What does light oil mean? Is is fattening or not?
It means it contains low saturated grease acids which are bad for health. They are known to block arteries. If consumed excessively, it's fattening
.

Which is the best oil for deep-frying?For salads?For cooking?
For deep-frying,
Sabrofrito -
For cooking
-
Sabroson, La Favorita , La Favorita light -
For gourmet cooking,
Luigi, Girasol
-
For seasoning salads,
Favorita light, Sabrosalsa

Which is the best margarine for bakery?
Marva for cakes and Hojaldrina for pastries

What can I use for making frostings?
Marva cream

Fused product
Fats and margarines are very sensitive products. They respond physically to temperature changes. If stored above 30 C the product will start melting and the consumer will notice separation of solid and liquid phases
.

Hard product
If storage temperatures fall down to 15 C , there a natural tendency to solidification. This generally happens because of mis-management in the distribution chain, or once the product reaches the consumer.
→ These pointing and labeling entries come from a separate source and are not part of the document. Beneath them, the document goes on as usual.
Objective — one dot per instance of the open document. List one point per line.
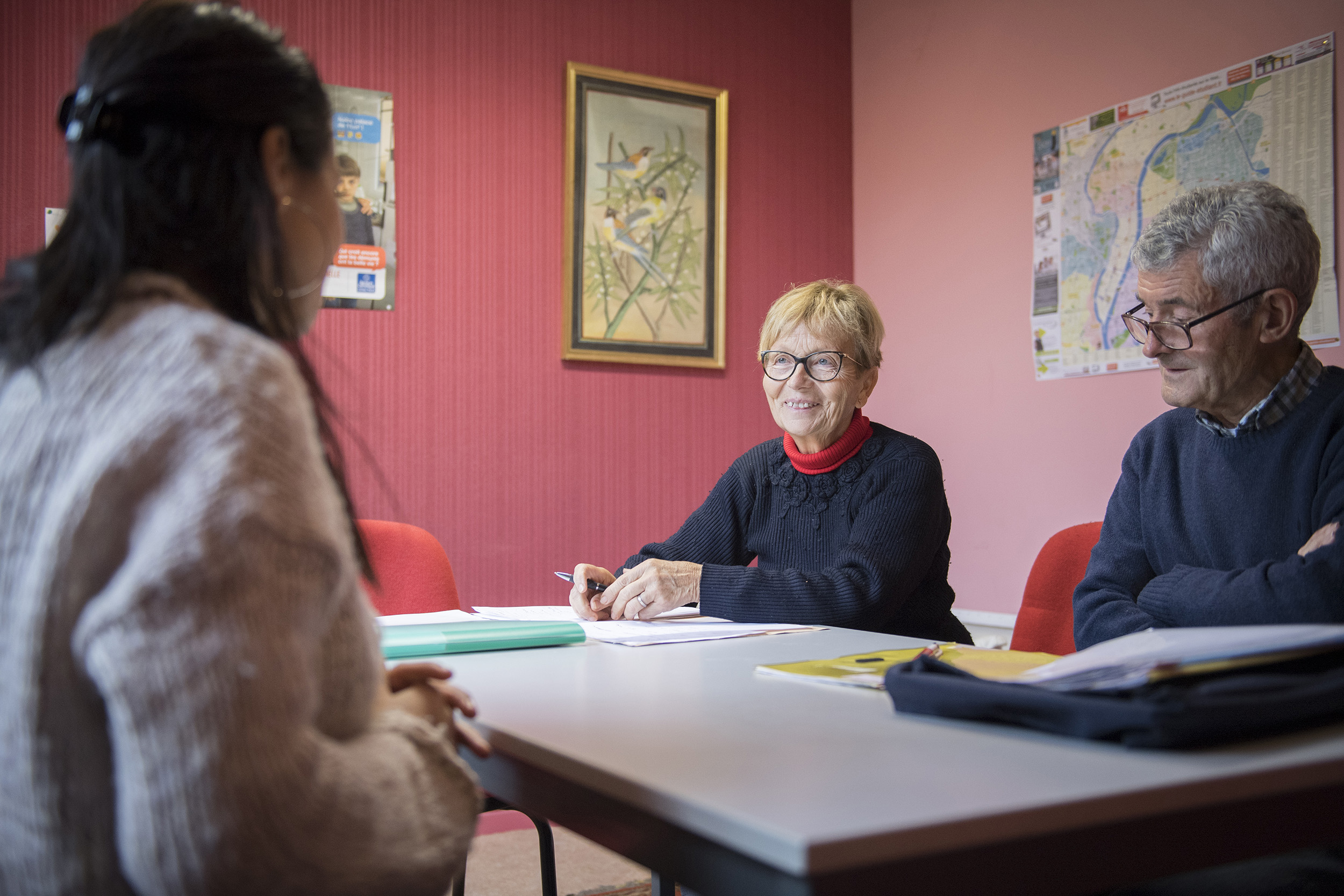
(674, 626)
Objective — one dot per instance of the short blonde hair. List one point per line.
(835, 310)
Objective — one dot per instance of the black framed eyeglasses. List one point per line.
(821, 366)
(1173, 334)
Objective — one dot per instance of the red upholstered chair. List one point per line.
(1046, 618)
(414, 574)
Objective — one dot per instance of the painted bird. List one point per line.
(651, 211)
(616, 233)
(633, 167)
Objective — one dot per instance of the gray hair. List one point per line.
(1246, 237)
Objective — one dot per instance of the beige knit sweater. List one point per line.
(187, 661)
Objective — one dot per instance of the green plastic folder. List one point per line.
(432, 639)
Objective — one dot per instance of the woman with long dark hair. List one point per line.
(191, 693)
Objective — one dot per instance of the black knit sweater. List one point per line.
(862, 547)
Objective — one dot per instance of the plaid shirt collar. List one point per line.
(1286, 394)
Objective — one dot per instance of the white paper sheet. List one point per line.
(417, 618)
(674, 626)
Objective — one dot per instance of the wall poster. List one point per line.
(363, 275)
(1098, 181)
(646, 162)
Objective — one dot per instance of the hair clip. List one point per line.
(85, 116)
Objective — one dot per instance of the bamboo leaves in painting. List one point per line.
(644, 254)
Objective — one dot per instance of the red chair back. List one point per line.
(1046, 618)
(414, 574)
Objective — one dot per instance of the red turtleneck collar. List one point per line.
(831, 457)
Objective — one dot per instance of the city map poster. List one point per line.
(1100, 179)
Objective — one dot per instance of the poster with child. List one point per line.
(364, 270)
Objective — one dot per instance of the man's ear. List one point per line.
(277, 162)
(1278, 308)
(870, 383)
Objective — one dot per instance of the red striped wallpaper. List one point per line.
(522, 464)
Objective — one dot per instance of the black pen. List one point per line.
(593, 586)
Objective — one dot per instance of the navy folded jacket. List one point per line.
(1194, 711)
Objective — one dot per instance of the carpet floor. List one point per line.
(506, 864)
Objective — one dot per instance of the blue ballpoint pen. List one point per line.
(593, 586)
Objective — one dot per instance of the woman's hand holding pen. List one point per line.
(588, 604)
(649, 589)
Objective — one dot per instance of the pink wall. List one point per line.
(522, 464)
(947, 97)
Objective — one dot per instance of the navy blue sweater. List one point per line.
(862, 547)
(1203, 531)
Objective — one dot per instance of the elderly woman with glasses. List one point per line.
(846, 519)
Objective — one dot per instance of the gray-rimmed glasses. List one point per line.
(821, 366)
(1173, 334)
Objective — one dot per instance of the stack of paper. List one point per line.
(1163, 653)
(675, 626)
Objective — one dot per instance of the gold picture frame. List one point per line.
(646, 199)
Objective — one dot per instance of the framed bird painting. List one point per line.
(646, 163)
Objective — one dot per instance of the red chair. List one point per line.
(1046, 618)
(414, 575)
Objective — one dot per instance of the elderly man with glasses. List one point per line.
(1226, 508)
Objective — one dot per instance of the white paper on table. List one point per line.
(420, 618)
(1127, 661)
(674, 626)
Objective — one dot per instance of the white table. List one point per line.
(686, 761)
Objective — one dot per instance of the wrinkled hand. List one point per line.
(652, 587)
(587, 602)
(421, 690)
(1323, 536)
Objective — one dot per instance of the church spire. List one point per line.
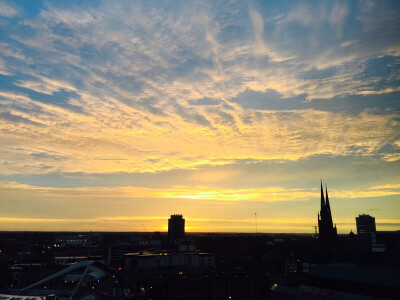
(328, 207)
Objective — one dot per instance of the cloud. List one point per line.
(183, 90)
(7, 10)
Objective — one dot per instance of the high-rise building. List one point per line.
(176, 228)
(366, 231)
(327, 232)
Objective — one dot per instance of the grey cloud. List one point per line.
(205, 101)
(349, 104)
(318, 74)
(18, 119)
If this process happens repeatedly, the product will permanently lose its original texture.

Rancid taste and smell
Oil decomposes and generates an unpleasant taste and smell. This reaction is favored by light and heat. If the oil has been used for frying and too much water is involved or temperature is too high, the oil will get rancid faster.

Chrystalized oil, This problem occurs when room temperature falls down. It doesn't affect oil quality.